Swansea University, April 2019
Human rights investigations are increasingly harnessing technology to assist the investigative process and to overcome some of the barriers faced in documenting and discovering human rights violations. Open source evidence is seen as having a hugely democratising potential, by allowing voices that have been historically been silenced in traditional investigations to be heard. However, it is possible that open source research creates informational biases of its own, in terms of the representativeness of the victims who have access to the requisite technology and the types of violations that are reported through open source evidence. There are also issues around the prioritisation of certain pieces of information by algorithms, and the story that those pieces of evidence tells and how this affects investigations.
These issues give rise to questions about the principles of participation, universality, equality and non-discrimination in the use of technology to advance and protect human rights.
This workshop examined the extent to which to which information gathered through open source research methods could complement and address some of the informational gaps inherent in traditional investigative methods, and whether the same or new informational biases arise in open source investigations. It examined whether harnessing technologically advanced methods for the collection and analysis of data can help to overcome any issues of informational bias that may arise in the context of open source investigations.
The specific objectives of the workshop were to:
- Examine how potential bias is identified in traditional investigations, and what steps are taken to mitigate it;
- Interrogate the methods through which informational bias in open source research can be identified and measured;
- Examine whether evidence gathered through open source research could complement and address some of the informational gaps inherent to traditional investigative methods;
- Ask whether open source research gives rise to informational biases of its own;
- Identify the extent to which automated tools for conducting open source research could overcome issues of informational bias that may arise;
- Share good practices, challenges and lessons learnt regarding the use of open source evidence for human rights fact-finding;
- Identify common trends and possible future directions for the conduct of open source research for human rights investigations, including means to make those investigations more systematic.
The workshop took place over two days, 10 and 11 April 2019. It was interactive, with short, informal presentations, structured in panel discussions in order to trigger discussions and debate.
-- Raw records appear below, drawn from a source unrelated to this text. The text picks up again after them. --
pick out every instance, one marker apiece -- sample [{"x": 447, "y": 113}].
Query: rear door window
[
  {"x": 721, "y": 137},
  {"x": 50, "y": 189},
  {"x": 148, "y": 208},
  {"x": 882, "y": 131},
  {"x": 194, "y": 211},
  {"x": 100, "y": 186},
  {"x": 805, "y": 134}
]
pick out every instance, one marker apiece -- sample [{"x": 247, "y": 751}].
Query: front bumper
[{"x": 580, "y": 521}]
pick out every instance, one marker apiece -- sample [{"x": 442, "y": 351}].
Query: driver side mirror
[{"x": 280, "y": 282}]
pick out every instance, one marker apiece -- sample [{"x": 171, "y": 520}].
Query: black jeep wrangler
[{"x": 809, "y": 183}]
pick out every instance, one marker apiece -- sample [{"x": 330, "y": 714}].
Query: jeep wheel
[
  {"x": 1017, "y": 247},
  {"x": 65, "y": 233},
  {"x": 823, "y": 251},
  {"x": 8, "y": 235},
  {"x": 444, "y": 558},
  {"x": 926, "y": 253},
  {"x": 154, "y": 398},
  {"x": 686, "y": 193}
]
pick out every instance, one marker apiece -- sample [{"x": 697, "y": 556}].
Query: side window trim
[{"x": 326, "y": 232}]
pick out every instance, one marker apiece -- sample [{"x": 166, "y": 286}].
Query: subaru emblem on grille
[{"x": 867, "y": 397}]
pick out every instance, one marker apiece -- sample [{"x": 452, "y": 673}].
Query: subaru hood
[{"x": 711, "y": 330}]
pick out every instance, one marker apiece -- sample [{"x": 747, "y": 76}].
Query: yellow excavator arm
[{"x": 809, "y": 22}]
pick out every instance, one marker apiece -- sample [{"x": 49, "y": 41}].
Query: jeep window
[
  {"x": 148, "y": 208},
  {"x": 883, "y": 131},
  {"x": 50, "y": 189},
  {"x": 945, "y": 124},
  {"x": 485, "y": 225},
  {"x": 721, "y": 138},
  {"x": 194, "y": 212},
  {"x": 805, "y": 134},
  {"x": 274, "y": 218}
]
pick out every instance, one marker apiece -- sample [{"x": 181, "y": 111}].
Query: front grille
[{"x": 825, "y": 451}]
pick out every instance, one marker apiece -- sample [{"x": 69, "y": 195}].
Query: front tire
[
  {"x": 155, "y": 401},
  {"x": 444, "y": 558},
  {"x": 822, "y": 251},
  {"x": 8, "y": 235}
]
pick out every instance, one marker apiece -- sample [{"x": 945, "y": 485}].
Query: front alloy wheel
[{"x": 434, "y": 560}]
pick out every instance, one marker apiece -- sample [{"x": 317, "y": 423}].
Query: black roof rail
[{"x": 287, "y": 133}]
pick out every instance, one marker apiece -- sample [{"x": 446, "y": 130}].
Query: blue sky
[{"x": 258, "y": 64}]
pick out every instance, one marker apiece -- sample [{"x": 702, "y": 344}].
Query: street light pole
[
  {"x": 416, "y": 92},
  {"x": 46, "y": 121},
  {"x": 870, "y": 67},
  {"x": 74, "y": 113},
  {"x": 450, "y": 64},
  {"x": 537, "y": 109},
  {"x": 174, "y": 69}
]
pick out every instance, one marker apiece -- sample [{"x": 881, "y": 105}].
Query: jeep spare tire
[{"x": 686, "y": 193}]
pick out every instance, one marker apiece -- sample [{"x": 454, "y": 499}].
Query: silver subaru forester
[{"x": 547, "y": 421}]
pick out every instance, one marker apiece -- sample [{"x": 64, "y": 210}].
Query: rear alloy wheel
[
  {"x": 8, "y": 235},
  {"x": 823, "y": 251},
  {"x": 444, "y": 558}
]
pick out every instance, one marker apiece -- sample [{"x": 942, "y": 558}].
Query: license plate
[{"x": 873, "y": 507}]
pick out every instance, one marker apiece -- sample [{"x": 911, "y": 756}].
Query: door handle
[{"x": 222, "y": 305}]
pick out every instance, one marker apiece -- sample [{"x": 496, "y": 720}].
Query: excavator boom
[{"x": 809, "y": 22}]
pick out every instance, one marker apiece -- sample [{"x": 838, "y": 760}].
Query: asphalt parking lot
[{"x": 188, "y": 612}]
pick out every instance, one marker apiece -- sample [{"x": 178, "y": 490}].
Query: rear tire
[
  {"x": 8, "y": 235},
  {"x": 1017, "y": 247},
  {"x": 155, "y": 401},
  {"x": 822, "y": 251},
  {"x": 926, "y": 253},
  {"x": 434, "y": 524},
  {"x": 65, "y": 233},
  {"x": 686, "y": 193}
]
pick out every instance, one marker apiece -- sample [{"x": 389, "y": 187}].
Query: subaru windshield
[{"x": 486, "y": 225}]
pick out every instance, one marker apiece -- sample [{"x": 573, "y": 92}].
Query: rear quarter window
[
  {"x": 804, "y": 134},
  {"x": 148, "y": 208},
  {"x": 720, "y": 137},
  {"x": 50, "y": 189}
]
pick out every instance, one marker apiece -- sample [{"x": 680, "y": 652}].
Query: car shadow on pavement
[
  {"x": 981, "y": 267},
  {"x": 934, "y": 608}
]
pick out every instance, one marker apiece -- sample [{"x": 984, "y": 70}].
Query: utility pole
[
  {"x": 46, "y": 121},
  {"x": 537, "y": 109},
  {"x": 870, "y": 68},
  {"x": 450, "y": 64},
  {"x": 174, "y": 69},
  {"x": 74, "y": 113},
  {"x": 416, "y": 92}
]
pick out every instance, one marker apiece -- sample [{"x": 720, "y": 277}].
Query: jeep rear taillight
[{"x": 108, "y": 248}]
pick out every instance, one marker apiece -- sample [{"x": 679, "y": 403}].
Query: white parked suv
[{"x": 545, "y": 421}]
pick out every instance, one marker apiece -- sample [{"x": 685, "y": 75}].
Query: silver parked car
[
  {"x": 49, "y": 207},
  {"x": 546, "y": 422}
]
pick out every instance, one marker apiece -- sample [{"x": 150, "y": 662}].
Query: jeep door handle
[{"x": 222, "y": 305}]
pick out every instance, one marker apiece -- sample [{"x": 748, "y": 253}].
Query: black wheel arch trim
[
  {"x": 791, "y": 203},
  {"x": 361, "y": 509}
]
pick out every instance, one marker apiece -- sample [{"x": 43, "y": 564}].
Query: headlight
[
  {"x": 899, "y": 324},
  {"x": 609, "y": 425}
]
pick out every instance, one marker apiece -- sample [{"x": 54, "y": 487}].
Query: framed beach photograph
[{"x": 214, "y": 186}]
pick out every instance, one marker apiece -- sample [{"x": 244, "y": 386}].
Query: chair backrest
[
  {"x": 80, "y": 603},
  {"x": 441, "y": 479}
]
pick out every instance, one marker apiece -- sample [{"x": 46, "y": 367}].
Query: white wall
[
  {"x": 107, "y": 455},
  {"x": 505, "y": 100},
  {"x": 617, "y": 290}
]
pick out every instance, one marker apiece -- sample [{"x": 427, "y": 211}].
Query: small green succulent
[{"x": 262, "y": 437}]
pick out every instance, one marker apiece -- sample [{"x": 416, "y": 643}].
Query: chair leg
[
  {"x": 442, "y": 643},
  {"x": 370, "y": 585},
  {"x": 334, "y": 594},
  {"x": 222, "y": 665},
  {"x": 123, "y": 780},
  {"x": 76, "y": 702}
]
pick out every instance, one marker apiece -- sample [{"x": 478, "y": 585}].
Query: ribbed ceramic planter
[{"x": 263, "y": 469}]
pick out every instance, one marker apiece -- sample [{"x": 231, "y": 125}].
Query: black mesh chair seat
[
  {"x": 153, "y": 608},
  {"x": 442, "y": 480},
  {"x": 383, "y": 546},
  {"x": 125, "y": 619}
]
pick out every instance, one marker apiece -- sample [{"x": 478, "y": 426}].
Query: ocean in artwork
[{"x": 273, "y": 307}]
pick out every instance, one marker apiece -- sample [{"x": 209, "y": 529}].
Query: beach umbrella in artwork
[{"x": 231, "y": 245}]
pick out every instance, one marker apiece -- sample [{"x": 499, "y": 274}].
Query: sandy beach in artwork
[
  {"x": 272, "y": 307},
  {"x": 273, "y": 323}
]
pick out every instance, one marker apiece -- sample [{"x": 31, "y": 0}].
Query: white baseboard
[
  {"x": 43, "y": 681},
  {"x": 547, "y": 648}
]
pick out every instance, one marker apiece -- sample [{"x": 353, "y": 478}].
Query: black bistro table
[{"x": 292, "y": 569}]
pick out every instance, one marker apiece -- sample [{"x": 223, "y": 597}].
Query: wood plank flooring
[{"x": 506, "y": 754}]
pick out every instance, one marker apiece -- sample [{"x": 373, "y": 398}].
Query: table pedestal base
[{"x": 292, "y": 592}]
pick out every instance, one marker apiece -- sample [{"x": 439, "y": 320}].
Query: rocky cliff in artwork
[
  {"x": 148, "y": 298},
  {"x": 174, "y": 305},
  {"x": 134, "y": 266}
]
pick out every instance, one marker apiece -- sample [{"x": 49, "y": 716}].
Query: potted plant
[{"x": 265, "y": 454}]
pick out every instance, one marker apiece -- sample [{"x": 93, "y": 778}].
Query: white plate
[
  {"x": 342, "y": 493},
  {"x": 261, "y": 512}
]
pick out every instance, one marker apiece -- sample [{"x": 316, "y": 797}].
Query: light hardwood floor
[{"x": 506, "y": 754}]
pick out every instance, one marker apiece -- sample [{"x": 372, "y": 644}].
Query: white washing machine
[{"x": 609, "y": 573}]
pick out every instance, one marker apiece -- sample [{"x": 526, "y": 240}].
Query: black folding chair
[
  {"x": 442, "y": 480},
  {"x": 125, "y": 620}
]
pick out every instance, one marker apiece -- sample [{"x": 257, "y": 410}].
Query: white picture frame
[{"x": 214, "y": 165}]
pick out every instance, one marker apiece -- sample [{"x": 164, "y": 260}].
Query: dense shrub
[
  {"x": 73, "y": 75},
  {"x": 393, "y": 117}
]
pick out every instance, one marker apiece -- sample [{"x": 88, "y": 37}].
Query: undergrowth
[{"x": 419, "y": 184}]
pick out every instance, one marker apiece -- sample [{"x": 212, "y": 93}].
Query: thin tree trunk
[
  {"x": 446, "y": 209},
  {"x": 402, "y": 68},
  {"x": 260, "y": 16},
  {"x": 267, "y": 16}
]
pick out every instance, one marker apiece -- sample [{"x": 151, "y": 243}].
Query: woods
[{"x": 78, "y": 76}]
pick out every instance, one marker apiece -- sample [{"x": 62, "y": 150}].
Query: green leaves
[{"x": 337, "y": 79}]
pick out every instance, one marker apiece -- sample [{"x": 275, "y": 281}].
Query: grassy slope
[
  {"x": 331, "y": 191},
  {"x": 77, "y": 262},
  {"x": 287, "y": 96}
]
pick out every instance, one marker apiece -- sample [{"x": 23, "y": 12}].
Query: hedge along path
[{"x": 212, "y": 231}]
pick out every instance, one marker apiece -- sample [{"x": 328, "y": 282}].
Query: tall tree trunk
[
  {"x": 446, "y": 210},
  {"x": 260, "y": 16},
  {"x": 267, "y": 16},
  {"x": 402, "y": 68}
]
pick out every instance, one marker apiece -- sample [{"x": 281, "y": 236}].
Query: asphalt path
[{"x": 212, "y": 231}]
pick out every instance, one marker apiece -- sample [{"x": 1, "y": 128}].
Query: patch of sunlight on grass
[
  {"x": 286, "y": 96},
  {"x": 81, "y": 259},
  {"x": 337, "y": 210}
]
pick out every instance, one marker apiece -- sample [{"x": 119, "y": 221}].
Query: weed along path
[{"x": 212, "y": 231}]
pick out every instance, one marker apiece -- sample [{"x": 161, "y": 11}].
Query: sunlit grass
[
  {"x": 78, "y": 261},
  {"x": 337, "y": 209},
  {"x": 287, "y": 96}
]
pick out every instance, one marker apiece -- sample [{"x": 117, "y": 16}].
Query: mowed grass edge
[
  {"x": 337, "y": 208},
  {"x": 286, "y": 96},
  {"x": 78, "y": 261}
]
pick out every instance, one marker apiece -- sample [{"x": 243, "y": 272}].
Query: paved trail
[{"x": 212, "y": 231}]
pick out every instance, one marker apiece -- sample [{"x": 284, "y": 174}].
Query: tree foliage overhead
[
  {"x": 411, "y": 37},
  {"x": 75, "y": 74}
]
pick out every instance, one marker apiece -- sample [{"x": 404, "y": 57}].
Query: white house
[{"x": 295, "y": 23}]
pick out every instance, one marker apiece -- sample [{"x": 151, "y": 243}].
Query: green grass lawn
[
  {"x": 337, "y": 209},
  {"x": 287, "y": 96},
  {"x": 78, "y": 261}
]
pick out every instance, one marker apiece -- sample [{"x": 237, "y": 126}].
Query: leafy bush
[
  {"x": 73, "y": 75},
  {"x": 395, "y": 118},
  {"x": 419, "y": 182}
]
The discussions will look at relevant benchmarks, indicators and examples of best practice drawn from various perspectives. A ‘TechDemo’ session presented an early prototype of the Knowledge Hub Framework, an automated discovery tool that is being developed as part of the OSR4Rights project. The concluding session highlighted key conclusions and recommendations, and will discuss the way forward for discussions.
The workshop consisted of brief opening and closing sessions and the following panel discussions:
Panels 1 and 2: Representativeness in discovery and representativeness of violations
These sessions focused on the investigative process for human rights violations. They incorporated lessons learned from the perspective of NGOs as well as commissions of inquiry, fact-finding missions and other UN investigations on the representativeness of investigations. Combining these perspectives with lessons drawn from the academic literature on investigations and issues of representation, these panels set the scene for the remainder of the workshop.
Participants discussed whether issues surrounding the lack of representativeness in historic human rights investigations (e.g. lack of gender perspectives/focus on certain types of violations) are exacerbated or continued in investigations that rely extensively on open source research, or whether open source research may be able to overcome some of those issues.
Panel 3: Knowing what bias is and how to identify it
The objective of this session was to discuss what we mean by notions of ‘representativeness’ and ‘informational bias’ in the context of human rights investigations. As is well known from the literature, bias is often unconscious, but can have the adverse impact of silencing or overlooking particular perspectives. This panel examined types of bias that may arise in the conduct of human rights investigations – e.g. on the grounds of education, gender, race, age, digital literacy, urban v. rural divides, and/or algorithmic bias.
Panel 4: Overcoming issues of representativeness in open source research
This session looked to the future to examine whether and how the issues identified in the previous sessions can be overcome. It incorporated a technical demonstration of an early prototype of the ‘Knowledge Hub Framework’, a downloadable application to assist in the collection and processing of open source evidence. Participants examined the extent to which some of the automated methods incorporated through the Knowledge Hub Framework (and similar tools) could help to overcome some of the issues of representativeness that had been discussed.
The fruitful discussions from this workshop inspired a number of key outputs , including a JICJ article and an Opinio Juris blogpost, both co-authored by McDermott, Koenig and Murray. It also fed into two further journal articles, both currently under peer review.
This research was cited in relation to the ‘objectivity’ principle in the Berkeley Protocol on Digital Open Source Investigations, the international guidelines created by the United Nations Office of the High Commissioner on Human Rights and the Human Rights Center at UC Berkeley, published in 2020. McDermott contributed a module on this theme as part of the Amnesty International online course on Open Source Investigations for Human Rights.